Binfield 100 years ago was just a quiet village with a parish nurse who lived in the village, was on call day and night and went everywhere on her bicycle. There was a village policeman, a butcher/milkman and a baker who called daily.
Now the busy A329 which provides access to the M4 runs through the southern part of the village. A more leisurely route from Windsor to Reading is the B3034 which runs through the centre of the village, but there will be few who know that they are using the old Turnpike road created in the 18th century so that wheeled traffic could journey more comfortably along the forest tracks. The formation of the Turnpike Trust to build the "Forest Road" is commemorated by an oval stone set up by the road side at Bill Hill. Windsor Forest covered all this area and was well stocked with fallow deer for the King's hunting. The severe game laws pressed heavily on poacher and peasant alike to maintain the royal prerogative.
Binfield derives its
name from the coarse grass in this clearing or "feld" in the
forest. At one time the forest was divided into 16 Walkes. The Binfelde
Walke was mentioned in the 16th century under Sir Henry Neville, the keeper,
who lived at Billingbear.
The centre of Binfield
is only 2 1/2 miles from the rapidly growing town of Bracknell, but the
village remains rural, surrounded by carefully farmed lands, although
there is now a golf course between the two. Woods with anemones, bluebells
and primroses are easy to find. The village runs along a ridge that is
260 ft. above sea level. To the north is the old parish church of All
Saints and to the south Amen Corner. The Corner is said to have taken
its name from the congregation of a Dissenting Chapel, built in 1875,
who used to say to each other as they separated after a service "God
by with you, Amen". There are glimpses of the Chiltern Hills to the
north-west,. Until recently a flourishing brick and tile works at Amen
Corner employed 60 craftsmen making fine, wire-cut bricks. Beehive Lane
is clearly named from the old brick kilns.
No large-scale industry
is to be found in Binfield, as it has become largely residential. Binfield
Park, a fine Georgian mansion built in 1729, became a hospital for handicapped
adults, but is now closed. Newbold College, a growing concern, is a training
college for Seventh Day Adventists. Binfield Lodge, one of James I's hunting
lodges, claims that Elizabeth I slept there and boasts that Cecil Rhodes
was one of the visitors. Elm Grove in Monk's Alley has a raised bowling
green, which may have been the site of ancient earthworks.
White Hill, the erstwhile home of Alexander Pope, is now called Pope's Manor. It has recently been sold and, after extensive alterations and renovations, used as offices.

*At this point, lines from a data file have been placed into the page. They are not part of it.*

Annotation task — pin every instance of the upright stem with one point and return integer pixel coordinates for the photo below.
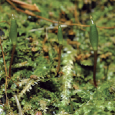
(59, 58)
(94, 69)
(5, 72)
(13, 50)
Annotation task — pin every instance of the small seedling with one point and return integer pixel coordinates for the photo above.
(13, 37)
(94, 43)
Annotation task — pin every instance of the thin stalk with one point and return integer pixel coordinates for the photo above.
(18, 105)
(13, 50)
(94, 69)
(5, 73)
(59, 57)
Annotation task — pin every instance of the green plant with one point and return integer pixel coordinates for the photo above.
(13, 38)
(94, 43)
(60, 39)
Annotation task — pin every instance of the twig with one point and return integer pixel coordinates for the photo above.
(18, 105)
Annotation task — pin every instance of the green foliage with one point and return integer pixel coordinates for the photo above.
(71, 91)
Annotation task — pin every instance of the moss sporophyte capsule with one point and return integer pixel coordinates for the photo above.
(13, 38)
(94, 43)
(93, 34)
(60, 39)
(60, 35)
(13, 30)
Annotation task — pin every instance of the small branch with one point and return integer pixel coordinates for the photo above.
(18, 105)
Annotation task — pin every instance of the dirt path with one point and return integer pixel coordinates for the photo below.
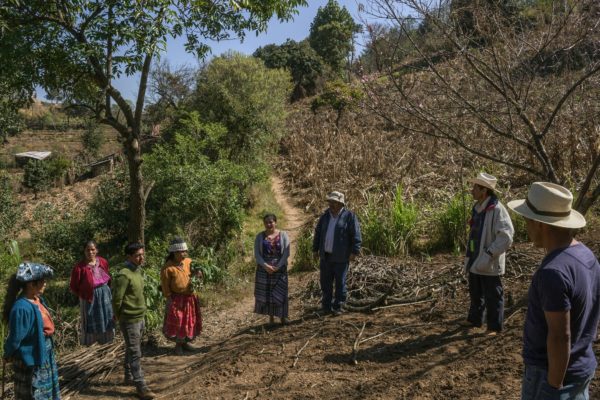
(294, 217)
(220, 326)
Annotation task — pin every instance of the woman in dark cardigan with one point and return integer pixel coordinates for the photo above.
(271, 251)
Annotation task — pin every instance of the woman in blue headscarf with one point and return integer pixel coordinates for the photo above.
(30, 328)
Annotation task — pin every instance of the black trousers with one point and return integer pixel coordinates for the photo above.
(487, 296)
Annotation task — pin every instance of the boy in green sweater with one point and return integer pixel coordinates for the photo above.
(129, 307)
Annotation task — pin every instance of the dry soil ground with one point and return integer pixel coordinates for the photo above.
(422, 352)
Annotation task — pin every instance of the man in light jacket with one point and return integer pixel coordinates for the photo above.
(337, 241)
(490, 236)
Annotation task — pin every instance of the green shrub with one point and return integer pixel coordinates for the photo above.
(155, 302)
(338, 96)
(388, 226)
(37, 176)
(451, 225)
(203, 198)
(109, 209)
(247, 98)
(404, 220)
(303, 258)
(10, 210)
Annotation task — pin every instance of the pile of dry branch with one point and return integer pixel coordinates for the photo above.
(96, 362)
(375, 283)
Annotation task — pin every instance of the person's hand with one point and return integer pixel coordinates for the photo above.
(198, 274)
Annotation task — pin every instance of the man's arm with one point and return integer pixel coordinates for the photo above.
(317, 237)
(356, 239)
(504, 231)
(558, 345)
(119, 287)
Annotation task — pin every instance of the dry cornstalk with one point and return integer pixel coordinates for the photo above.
(356, 344)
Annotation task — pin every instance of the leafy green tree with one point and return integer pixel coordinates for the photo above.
(248, 99)
(332, 34)
(192, 193)
(92, 139)
(37, 176)
(76, 50)
(169, 88)
(303, 62)
(339, 96)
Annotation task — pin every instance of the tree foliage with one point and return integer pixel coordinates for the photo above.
(92, 139)
(37, 176)
(203, 198)
(520, 90)
(247, 98)
(169, 88)
(301, 60)
(75, 50)
(332, 34)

The beautiful grounds and lake have been given to the public for leisure purposes.
Binfield Place is said to be the oldest house in the village with a history that goes back to Henry VII. It has 16th century moulded beams and a chimney marked 1702. Tradition has it that bad luck will befall the owner if a 17th century bas-relief of a lady's head is moved.
Of the many inns,
the most interesting is the Stag and Hounds on the Forest Road. It was
converted into an inn in 1727. William Cobbett described an excellent
breakfast he had there on his way to Reading. This inn is said to mark
the centre of Old Windsor Forest.
The parish church of All Saints has been much restored, but the main part dates from the 15th Century. There is, however, a record of a priest of Binfield as early as 1174. The unusual open wooden porch with different carvings on both sides is 14th century and there is some fine 15th century glass. A unique hour-glass stand of hammered ironwork beside the pulpit dated 11628 is worth attention, as is the half-length brass memorial of Walter de Annefordhe, the oldest in Berkshire, to be found in the chancel under the red carpet.
The mansion behind
the church used to be the Rectory which was enlarged in the last century
- probably to enable the rectory, the Rev Gabell, a retired headmaster
from Winchester College, to take in pupils. A new Rectory has now been
built in the centre of the village.
The churchyard at All Saints has become a wild flower sanctuary. At least 23 different species grow here and all can enjoy the snowdrops and primroses that carpet the ground, the smell of the sweet-scented roses. Birds, too, nest and sing undisturbed. Saint Mark's Church, at the other end of the village is a Chapel of Ease built in 1867. It has been rebuilt after a fire destroyed it in 1958.
of several small estates and a modern shopping precinct with a large parking
area have ensured the continuing life of the village.